When Ms. Kirkpatrick was questioned about Ms. Carson and Ms. Smith's work performances she was similarly not making “a charge, tes-tify[ing], assist[ing], or participat[ing] in any manner in an investigation, proceeding, or hearing.” 42 U.S.C. § 2000e-3(a). The parties have agreed that Ms. Kirkpatrick was not asked about Ms. Carson or Ms. Smith except for any history of performance issues. This is clearly not making a charge or testifying, and it is not the sort of assistance or participation that falls within the statute. As the Tenth Circuit has explained, Courts have held that the ‘participation clause' protects an employee who: (1) defends himself against charges of discrimination, (2) involuntarily participates as a witness in a Title VII proceeding, and (3) ‘actively participates' in assisting a co-worker to assert her Title VII rights. Kelley v. City of Albuquerque, 542 F.3d 802, 813 (10th Cir. 2008). Ms. Kirkpatrick responded to inquiries from her employer, but did not “actively participate” in assisting Ms. Carson or Ms. Smith, even taking her own version of the facts as true.

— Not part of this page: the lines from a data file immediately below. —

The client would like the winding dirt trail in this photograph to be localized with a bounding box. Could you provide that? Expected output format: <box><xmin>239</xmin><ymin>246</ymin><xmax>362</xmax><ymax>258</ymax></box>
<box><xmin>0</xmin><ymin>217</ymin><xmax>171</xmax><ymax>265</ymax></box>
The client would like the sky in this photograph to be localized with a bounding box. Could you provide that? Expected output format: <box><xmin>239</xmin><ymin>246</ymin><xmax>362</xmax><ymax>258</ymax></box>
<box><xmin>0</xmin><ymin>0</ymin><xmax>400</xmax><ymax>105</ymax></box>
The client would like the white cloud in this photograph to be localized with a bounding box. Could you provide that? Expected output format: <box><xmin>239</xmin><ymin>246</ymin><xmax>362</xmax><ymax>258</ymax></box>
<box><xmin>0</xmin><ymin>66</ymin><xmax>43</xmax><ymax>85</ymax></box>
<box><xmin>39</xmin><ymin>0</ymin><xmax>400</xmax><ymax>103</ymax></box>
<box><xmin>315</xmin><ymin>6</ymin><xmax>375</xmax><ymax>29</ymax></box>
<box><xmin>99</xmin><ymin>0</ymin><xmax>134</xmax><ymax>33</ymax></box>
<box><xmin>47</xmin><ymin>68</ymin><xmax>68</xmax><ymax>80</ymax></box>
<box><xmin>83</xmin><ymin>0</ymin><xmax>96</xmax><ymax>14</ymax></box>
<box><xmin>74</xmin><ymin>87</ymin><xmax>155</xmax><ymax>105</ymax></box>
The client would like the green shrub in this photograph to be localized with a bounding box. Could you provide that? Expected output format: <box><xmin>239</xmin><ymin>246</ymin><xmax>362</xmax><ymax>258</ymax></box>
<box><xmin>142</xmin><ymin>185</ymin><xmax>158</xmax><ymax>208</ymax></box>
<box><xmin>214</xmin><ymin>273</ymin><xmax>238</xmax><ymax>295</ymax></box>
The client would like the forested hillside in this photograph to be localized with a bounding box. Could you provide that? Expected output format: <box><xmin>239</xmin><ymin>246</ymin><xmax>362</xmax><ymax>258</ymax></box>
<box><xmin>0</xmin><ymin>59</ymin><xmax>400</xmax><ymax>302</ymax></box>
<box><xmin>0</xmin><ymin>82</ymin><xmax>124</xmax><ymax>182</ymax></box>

The cases that Ms. Kirkpatrick cites interpreting the participation clause that found protected activity each dealt with active involvement related to the Title VII complaint at issue, such as: submitting unredacted medical records as evidence in an EEOC complaint (Vaughn, 537 F.3d 1147); representing a complainant in a Title VII mediation (Kelley, 542 F.3d at 813); and giving testimony as a witness (Merritt v. Dillard Paper Co., 120 F.3d 1181 (11th Cir. 1997)). Ms. Kirkpatrick's bare responses regarding Ms. Smith and Ms. Carson's performance history, which was neither testimony in a proceeding nor related to the alleged discriminatory conduct of wage-disparity, is entirely different from the instances of active involvement that constitutes protected activity.
Granted, “[c]ourts that have interpreted the ‘participation clause' have held that it offers much broader protection to Title VII employees than does the ‘opposition clause.'” Vaughn, 537 F.3d at 1152 (quoting Slagle v. County of Clarion, 435 F.3d 262, 266 (3d Cir.2006)). But even a broad reading of “participation” cannot include intentional non-participation. Ms. Kirkpatrick's own sworn testimony that she was “terminated unfairly based on [her] name and or [her] title being used,” but nothing more, reinforces the finding that she did not participate in any “protected conduct” that falls under Title VII.
Ms. Kirpatrick's non-involvement in any formal investigation, proceeding, or hearing also raises serious doubts about the sufficiency of the evidence to support other aspects of her burden.
CONCLUSION
It is ORDERED that:
Defendant Longmont United Hospital's Motion for Summary Judgment, Doc. 27, is GRANTED and Plaintiff's claim is DISMISSED; and
Plaintiff's Motions for Partial Summary Judgment, Doc. 64, and to Supplement her Response to Summary Judgment, Doc. 65, are DENIED as moot.